Some reading this will plainly think I am against environmental mitigation. I’m not. I’m against bad mitigation. I’m against mitigation that masquerades as honest remediation. I’m against swapping the environmental wealth like fisheries, clean water, and healthy benthic life from one community or habitat and then giving the rewards or reinvestment to another community, sometimes in an entirely different watershed or even in a different County or State. I am against mitigation being the first resort instead of being the last option thrown on the table. And I am against environmentalism that regards mitigation as an option that is just as attractive as preservation.

4 Responses to Mitigation Madness

  1. Also, on the subject of wetlands mitigation, there appears to be no downward limit on wetland impacts, as long as they are mitigated in accordance with current law and regulations. In other words, ALL the natural wetlands in MD could be destroyed or degraded by the impacts of road construction, development etc – as long as the impacts are mitigated.

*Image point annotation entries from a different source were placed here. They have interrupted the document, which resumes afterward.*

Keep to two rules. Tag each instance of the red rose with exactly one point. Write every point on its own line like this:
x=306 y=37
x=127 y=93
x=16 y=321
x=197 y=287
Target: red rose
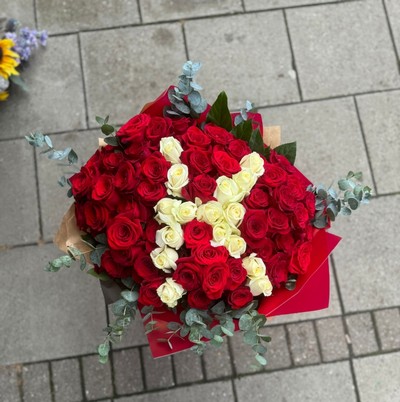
x=97 y=216
x=274 y=175
x=194 y=137
x=240 y=297
x=237 y=273
x=158 y=128
x=278 y=222
x=254 y=227
x=151 y=193
x=202 y=186
x=124 y=232
x=198 y=299
x=225 y=164
x=188 y=273
x=283 y=195
x=238 y=149
x=148 y=293
x=111 y=159
x=206 y=254
x=113 y=269
x=81 y=183
x=214 y=279
x=277 y=269
x=218 y=134
x=145 y=268
x=126 y=179
x=103 y=190
x=258 y=198
x=301 y=258
x=155 y=168
x=198 y=161
x=301 y=217
x=196 y=233
x=133 y=131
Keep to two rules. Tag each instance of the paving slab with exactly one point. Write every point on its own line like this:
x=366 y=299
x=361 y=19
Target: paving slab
x=66 y=376
x=217 y=361
x=334 y=43
x=367 y=257
x=20 y=220
x=381 y=124
x=127 y=371
x=36 y=383
x=253 y=5
x=378 y=377
x=388 y=324
x=230 y=56
x=97 y=378
x=163 y=10
x=277 y=352
x=303 y=343
x=328 y=135
x=122 y=81
x=188 y=367
x=9 y=382
x=301 y=384
x=53 y=198
x=158 y=372
x=362 y=334
x=332 y=339
x=55 y=98
x=59 y=314
x=59 y=16
x=216 y=391
x=18 y=9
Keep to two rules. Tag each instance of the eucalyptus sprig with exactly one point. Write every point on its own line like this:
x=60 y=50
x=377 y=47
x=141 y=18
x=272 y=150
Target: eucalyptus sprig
x=185 y=98
x=329 y=203
x=211 y=325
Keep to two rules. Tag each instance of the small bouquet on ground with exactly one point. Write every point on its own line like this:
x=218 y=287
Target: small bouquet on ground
x=196 y=218
x=16 y=47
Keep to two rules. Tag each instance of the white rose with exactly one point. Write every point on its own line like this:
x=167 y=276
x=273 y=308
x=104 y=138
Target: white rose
x=227 y=191
x=186 y=212
x=171 y=149
x=236 y=246
x=245 y=179
x=170 y=292
x=170 y=236
x=254 y=266
x=254 y=163
x=178 y=177
x=164 y=258
x=234 y=213
x=221 y=233
x=260 y=285
x=210 y=212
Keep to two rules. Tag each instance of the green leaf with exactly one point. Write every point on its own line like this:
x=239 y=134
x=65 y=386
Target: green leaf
x=112 y=141
x=103 y=349
x=219 y=113
x=107 y=129
x=256 y=142
x=130 y=296
x=288 y=151
x=102 y=276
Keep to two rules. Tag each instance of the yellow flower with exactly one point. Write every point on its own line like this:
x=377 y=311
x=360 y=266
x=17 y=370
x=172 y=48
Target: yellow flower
x=8 y=60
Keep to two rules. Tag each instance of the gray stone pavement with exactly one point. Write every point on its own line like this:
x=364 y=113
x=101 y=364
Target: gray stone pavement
x=327 y=71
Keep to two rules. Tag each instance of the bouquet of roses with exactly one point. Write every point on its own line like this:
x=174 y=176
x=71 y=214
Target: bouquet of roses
x=197 y=219
x=16 y=47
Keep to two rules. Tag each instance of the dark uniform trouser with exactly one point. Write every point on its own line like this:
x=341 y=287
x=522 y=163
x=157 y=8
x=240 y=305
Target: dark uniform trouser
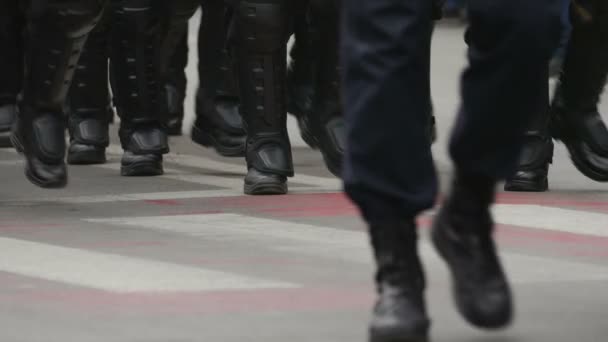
x=11 y=58
x=389 y=168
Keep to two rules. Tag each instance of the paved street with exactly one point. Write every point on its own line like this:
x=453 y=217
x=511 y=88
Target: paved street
x=186 y=257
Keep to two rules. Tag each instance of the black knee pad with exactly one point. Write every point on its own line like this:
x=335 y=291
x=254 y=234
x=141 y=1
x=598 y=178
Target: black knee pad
x=75 y=18
x=262 y=25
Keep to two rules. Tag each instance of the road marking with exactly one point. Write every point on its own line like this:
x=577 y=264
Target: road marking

The original ‘commons’ could be reduced to zero. Let me know if there is anything in law or regulation that says otherwise.

  2. Yes, Nick I agree. Few in our Bay movement have looked closely at what has evolved as far a mitigation practices statewide. An entire industry has sprung up around what should be a last resort instead of the first reflex. It is a very business friendly approach that if left unchecked will keep deferring problems until there is literally nothing left to “mitigate”. It also creates genuine injustices for those whose environmental quality is being swapped elsewhere. Some environmental groups have become adept at attracting mitigation projects to their locale with barely a passing consideration for the bad practices in somebody else’s backyard that gave rise to the need for opportunity for mitigation. Guh!

    • Until the regulatory agencies decide to require mitigation on a functional replacement basis, not a square foot and linear foot basis, this is what we’re stuck with. But given that a good number (let’s say 25%) of regulatory staff are over their heads with the technicalities of the current system – which is almost 25 years old (87 Manual), wishing for a more comprehensive and accurate system is kind of a far fetched concept.

      Sad, really.

  3. Thank you for putting this so clearly. How about this mitigation just offered at a hearing I was at – take down 24 mature trees lining a highway providing shade for commuters and sucking up storm water in a intense urban area and plant some more trees in the nearby park. Trees in parks are nice, but they are not mitigating the impact of removing mature trees from the urban landscape.